Pouvait-il faire différemment ? Bien entendu, et sans aucun doute. Ce ne serait pas la première fois qu’un préfet serait en désaccord avec des élus locaux. Il aurait pu imposer davantage de restrictions sur la circulation des personnes, pesé sur l’ouverture des enseignements supérieurs, ou, à tout le moins, faire connaître des réticences.

LE LIEN AVEC PARIS ET L’ONCTION DE LA HIÉRARCHIE
Depuis le début de la crise, le Haut Commissaire a défendu les intérêts calédoniens auprès de Paris. En tout particulièrement, pour faire valoir le bénéfice de la solidarité nationale pour les Français que sont les Calédoniens.

Car l’Etat était-il contraint, en cette matière ?

Peut-être un peu, dans la perspective du référendum et la nécessité que le scrutin se déroule dans le calme et la régularité.

Mais au plan institutionnel, il n’était soumis à aucune obligation assimilable à celle qu’il doit assumer à l’égard des départements.
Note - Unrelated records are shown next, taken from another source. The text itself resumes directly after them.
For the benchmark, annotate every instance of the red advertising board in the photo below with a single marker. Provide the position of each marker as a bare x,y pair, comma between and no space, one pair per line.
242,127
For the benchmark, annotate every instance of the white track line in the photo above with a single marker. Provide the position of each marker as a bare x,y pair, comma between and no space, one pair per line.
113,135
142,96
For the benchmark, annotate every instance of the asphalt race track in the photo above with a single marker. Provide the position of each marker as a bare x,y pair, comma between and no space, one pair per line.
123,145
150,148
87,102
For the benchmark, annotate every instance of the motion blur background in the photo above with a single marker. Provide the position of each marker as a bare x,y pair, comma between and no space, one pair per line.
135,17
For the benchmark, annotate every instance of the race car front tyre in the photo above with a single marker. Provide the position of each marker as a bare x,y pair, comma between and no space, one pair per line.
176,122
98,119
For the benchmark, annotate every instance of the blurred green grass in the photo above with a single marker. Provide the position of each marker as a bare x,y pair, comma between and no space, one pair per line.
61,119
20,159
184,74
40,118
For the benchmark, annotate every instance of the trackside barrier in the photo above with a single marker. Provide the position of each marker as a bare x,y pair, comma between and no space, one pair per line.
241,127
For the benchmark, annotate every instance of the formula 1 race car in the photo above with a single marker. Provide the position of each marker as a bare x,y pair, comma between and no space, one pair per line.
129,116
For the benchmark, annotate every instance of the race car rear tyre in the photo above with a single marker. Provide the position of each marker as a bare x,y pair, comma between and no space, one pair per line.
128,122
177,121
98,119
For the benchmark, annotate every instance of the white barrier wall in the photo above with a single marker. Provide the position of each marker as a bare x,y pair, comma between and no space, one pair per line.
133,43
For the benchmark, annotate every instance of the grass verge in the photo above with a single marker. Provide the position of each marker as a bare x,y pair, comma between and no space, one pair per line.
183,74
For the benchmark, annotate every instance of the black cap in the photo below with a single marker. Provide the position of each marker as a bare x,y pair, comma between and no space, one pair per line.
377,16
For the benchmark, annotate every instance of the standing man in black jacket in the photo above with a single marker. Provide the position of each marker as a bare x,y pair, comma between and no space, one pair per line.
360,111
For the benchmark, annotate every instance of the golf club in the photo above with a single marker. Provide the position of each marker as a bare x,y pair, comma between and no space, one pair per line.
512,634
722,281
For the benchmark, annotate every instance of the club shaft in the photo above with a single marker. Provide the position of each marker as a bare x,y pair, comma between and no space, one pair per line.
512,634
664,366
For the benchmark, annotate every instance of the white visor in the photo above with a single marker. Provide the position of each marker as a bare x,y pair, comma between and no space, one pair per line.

La Calédonie, dans le domaine des compétences, dispose de « l’indépendance » fiscale, économique et sociale. L’avis du Haut-Commissaire étant naturellement requis par Paris, il a bien fallu qu’il plaide la cause calédonienne auprès de Paris, et défende les demandes des responsables politiques locaux. Sinon, les résultats auraient été sensiblement différents …

Ceci étant, on peut raisonnablement supposer qu’une fois ces dossiers plaidés, le Haut-Commissaire a, préalablement, obtenu l’accord des services centraux, et notamment du ministère de l’Intérieur en ce qui concerne le déconfinement.

Il n’empêche. Le « j’assume » est courageux tout comme d’ailleurs, bien sûr, la position du gouvernement local l’a été en dépit des réticences affichées du Sénat Coutumier ou encore la prise de position publique de Calédonie Ensemble.